Speech Recognition
- The deep acoustic model extracts higher-level representations of speech features and computes the probability that in that particular frame, a phoneme is pronounced.
- There are 2 main types of deep neural networks used for speech recognition:
- Recurrent acoustic model: the system sequentially sees one vector after the other. When processing a vector, it will not only use information that it sees in the features but it will also use the information from the previous prediction. For instance, it will take into account the fact that the probability that there is a vowel after a consonant is higher than having a consonant again because that’s usually how words are built.
- Convolutional acoustic model: it’s the same type of neural network as the one used in computer vision. It will look at speech features as if we were looking at an image and it is going to use some context around the speech features to compute probabilities.
- Have you ever wondered how Amazon Echo, Siri or Google Home work?
- How to do Speech Recognition with Deep Learning
- Combining CNN and RNN for spoken language identification
Challenges
- The big problem is that speech varies in speed:
- Automatically aligning audio files of various lengths to a fixed-length piece of text turns out to be hard.
- Accented speech and noisy speech (with heavy environmental noise) are still very challenging.
- Languages without standard orthography such as Moroccan Arab are problematic since two different people won’t write a sentence in the same way because there is no standard way to write words.
- Language evolution is a problem since new words and accents continuously appear in the language and the speech recognition system needs to be retrained to incorporate these evolutions.
- Unlike humans, lots of data are needed to train a speech recognition system.
Feature extraction
- The role of feature extraction is to transform the signal into a representation of the acoustic signals that will be relevant for machine learning.
- This is in fact done to try to reproduce the human ear perception.
- But it turns out that the human ear is more sensitive to variations in low frequencies than in high frequencies (Mel-filterbanks logarithmic scale can be applied here).
- Using a spectrogram and optionally a 1D conv layer is a common pre-processing step prior to passing audio data to an RNN, GRU or LSTM.
Digital sampling
- According to the Nyquist theorem, we can use math to perfectly reconstruct the original sound wave from the spaced-out samples - as long as we sample at least twice as fast as the highest frequency we want to record.
Spectrogram
- Trying to recognize speech patterns by processing raw samples directly is difficult:
- There are some low sounds, mid-range sounds, and high-pitched sounds sprinkled in.
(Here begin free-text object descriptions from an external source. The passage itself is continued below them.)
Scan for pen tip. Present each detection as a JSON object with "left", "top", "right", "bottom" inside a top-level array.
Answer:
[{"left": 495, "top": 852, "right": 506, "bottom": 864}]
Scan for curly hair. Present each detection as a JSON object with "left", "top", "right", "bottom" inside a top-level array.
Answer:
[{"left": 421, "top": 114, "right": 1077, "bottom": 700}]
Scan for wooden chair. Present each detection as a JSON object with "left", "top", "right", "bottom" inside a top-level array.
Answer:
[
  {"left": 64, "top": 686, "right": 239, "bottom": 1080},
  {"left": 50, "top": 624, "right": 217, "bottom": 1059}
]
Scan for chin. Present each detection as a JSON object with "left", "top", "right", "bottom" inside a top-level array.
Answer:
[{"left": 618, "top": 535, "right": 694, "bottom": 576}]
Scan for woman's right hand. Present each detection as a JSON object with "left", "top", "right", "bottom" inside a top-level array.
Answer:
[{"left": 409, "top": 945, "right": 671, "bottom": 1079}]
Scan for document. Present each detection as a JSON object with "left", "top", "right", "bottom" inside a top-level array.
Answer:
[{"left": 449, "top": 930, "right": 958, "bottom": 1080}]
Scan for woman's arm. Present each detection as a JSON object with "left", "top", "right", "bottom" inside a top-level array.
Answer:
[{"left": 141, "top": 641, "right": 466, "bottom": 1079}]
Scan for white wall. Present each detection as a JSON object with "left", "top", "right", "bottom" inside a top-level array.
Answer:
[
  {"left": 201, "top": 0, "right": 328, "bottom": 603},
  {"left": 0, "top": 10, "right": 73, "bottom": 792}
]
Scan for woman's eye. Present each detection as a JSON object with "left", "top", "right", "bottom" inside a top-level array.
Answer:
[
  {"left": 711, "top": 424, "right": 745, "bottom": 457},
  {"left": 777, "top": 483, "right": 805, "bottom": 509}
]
For example, a piano music is as a combination of musical notes mixed together into one complex sound.
- Also, even human ear doesn't process raw wave forms, but different frequencies.
- The standard practice is to first extract spectrograms or MFCC (Mel-Frequency Cepstral Coefficients) out of the raw audio.
- A spectrogram is a visual representation of sound with a time and a frequency axis and pixel intensities representing the amplitude or energy of the sound at that moment and at that frequency.
- A spectrogram is computed by sliding a window over the raw audio signal, and calculates the most active frequencies in each window using a Fourier transformation.
- Short Time Fourier Transform decomposes a function of time (a signal) into the frequencies that make it up, in a way similar to how a musical chord can be expressed as the frequencies (or pitches) of its constituent notes.
- MFCCs are yet another transformation on spectrograms and are meant to capture characteristics of human speech better.
- There are also delta and delta-delta transformations on top of MFCC, which you probably can think of them as first and second derivatives.
- MFCCs are the standard feature representation in popular speech recognition frameworks.
- We need to slice the spectrogram into short-time segments (typically 10 milliseconds) shifted with a fixed timestep.
Data synthesis
- Data synthesis is an effective way to create a large training set for speech problems.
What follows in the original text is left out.